[R] cpquery problem
ross.chapman at ecogeonomix.com
Thu Aug 4 10:37:50 CEST 2016
Thank you very much for your helpful advice.
I have tried you suggestion of using method = 'lw' with cpquery and can
now obtain conditional probabilities.
However, I am still puzzled over the outputs from the predict() and
The network that I am working on has the following coefficients for the
node that I am interested in (ABW):
Parameters of node ABW (conditional Gaussian distribution)
Conditional density: ABW | EST + TR + FFB + RF
0 1 2
(Intercept) -0.480612729 -5.834617332 0.809011487
TR 1.857271045 1.584331230 1.964198638
FFB 0.182533645 0.066891147 0.028620951
RF -0.002822838 0.002155205 -0.001608243
Standard deviation of the residuals:
0 1 2
1.5140402 1.1764351 0.9675918
Discrete parents' configurations:
If I run predict() using this fitted network I get ABW results very close
to those expected.
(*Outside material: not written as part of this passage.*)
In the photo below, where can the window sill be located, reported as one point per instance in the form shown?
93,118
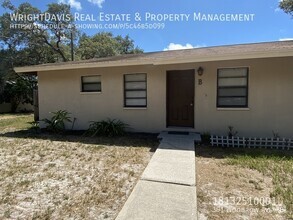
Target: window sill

For example, for test case 1, I get a predicted ABW of
15.022, which is very close to the actual ABW value for this case
However, running cpquery() using the values for this test case returns a
conditional probability of 0 for all levels of ABW observed in the
training data. For example, the conditional probability returned for a
event where ABW<15 is 0; similarly the conditional probability for an
event where ABW is between the minimum and maximum ABW values observed in
the data is again zero; while the conditional probability of an ABW event
>24 (which is in excess of all observed values) is 1.
Why does cpquery not return a high conditional probability for an event
which is predicted from the same coefficients?
Many thanks for your assistance with these queries.
On Mon, August 1, 2016 7:35 pm, Marco Scutari wrote:
> Hi Ross,
> On 31 July 2016 at 09:11, Ross Chapman <ross.chapman at ecogeonomix.com>
>> I have tried running the cpquery in the debug mode, and found that it
>> typically returns the following for instances where the conditional
>> probability is returned as 0:
>>> event matches 0 samples out of 0 (p = 0)
>> Am I right in understanding that the Monte Carlo sampling has been
>> unable to create any cases that match the query? If so, why would this
>> be if the evidence used is very typical of an average case in the data
>> used to train the network?
> Yes, that is what is happening. As to the reason why, I guess that the
> dependencies in the data may not be adequately represented in the fitted
> Bayesian network for some reason. What is apparent is that
> (EST=='y' & TR>9 & BU>15819 & RF>2989) has an associated probability
> low enough that you do not observe any such sample in rejection sampling.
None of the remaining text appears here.